Others, like Jesus, saw a different reality behind nature- love and generosity. He did not see disasters as evidence of divine anger- the tower falling and killing people, the son born blind. Rather, he looked at things like sun and rain given generously to all, at flowers clothed beautifully, and so on . All evidence of love and goodness behind all. This was a new breakthrough way of seeing the world and interpreting it. It was about optimism not despair – love not anger. So he lifted consciousness to an entirely new perspective, and we have never been the same since.
In the world of the NT the difference between superstition and religion was that the former was private and the second something publicly established. So it may bde appropriate to ask individualists, “What is your superstition?” You go to a hospital or fill in a Census and there’s that awkward question, What is your religion? or just a box where you nominate your religion. If you say None, it seems like you are declaring yourself an atheist.
Bob- It was a car trip with Morwood around 2003/4 just after his book “Praying a New Story” was published that he was speaking about the book and its concepts. I was asking a few questions when it surprised me that he said, “God is not person.” What on earth does that mean? Morwood went on to say that it meant God was not local as a person is localized, he does not answer, direct, respond to requests, punish, etc. Morwood sees God as coming to personhood in humanity i’e “Each gives God unique and personal expression.” Praying a new story page 21. “God comes to visible expression in each of us.” ….”earthen vessels carrying a treasure, God expressed in human form.” I personally find it hard not to imagine God as person probably due to prior programming. I see that some define the essence of personhood as the ability to relate. There is also the problem of how a word has evolved its present meaning. One of the stories that I treasure as a concept for forming a concept of who God is, is the story you told, Bob, of how Jesus gained his concept of Abba Father.

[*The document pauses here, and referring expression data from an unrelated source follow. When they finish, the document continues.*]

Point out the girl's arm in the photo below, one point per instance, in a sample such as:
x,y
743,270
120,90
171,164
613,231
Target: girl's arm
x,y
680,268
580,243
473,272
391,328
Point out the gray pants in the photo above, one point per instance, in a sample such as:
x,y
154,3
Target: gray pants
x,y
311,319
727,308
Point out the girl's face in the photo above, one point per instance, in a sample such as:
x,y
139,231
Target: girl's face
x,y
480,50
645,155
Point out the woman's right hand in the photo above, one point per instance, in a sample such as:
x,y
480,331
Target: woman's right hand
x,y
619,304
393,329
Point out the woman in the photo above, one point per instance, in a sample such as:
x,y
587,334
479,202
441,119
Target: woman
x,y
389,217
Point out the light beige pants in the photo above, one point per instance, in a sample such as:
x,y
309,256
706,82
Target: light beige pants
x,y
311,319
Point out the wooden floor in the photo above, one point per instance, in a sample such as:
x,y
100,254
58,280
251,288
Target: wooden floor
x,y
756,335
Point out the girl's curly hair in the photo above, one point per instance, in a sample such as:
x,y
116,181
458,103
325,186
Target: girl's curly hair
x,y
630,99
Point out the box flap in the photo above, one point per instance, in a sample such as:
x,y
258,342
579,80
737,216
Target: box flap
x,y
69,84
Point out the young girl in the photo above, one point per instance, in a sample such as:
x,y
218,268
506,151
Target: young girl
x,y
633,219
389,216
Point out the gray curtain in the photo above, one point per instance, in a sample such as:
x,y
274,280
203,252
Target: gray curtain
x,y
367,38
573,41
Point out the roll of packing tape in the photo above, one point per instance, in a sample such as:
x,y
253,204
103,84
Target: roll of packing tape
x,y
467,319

How can we rewrite creation stories without this question first being addressed? Is it but another universe story? The universe is a pretty cold, dark, explosive, unpredictable place without some warm, loving presence planning and sustaining. Is consciousness defining of personhood or only self-consciousness? Is it true, for one to be self -conscious one must also be conscious of the other? I know psychologists have said that a baby until a certain age between 1-2 years isn’t self conscious because they sense themselves as one with the mother. Gradually self consciousness dawns as an awareness of separation occurs. An awareness of self and ‘other’ occurs and hence the first early memories. If God were self-conscious then it would follow would it not, that God is first person in his own right? Personal-hood is also defined as a continuous self-conscious awareness or memory. What a question and how much it changes one’s spiritual imagination? If for God to be described as Abba, personhood has to be ascribed, then Jesus must have thought in the Jewish way of God as person.
In the sacred scriptures of Judaism, Islam and Christianity, God is conceived and described as being a personal creator, speaking in the first person and showing emotion such as anger and pride, and sometimes appearing in anthropomorphic shape. In the Pentateuch, for example, God talks and instructs his prophets and is conceived as possessing volition, emotions (such as anger, grief and jealousy), intention, and other attributes characteristic of a human person.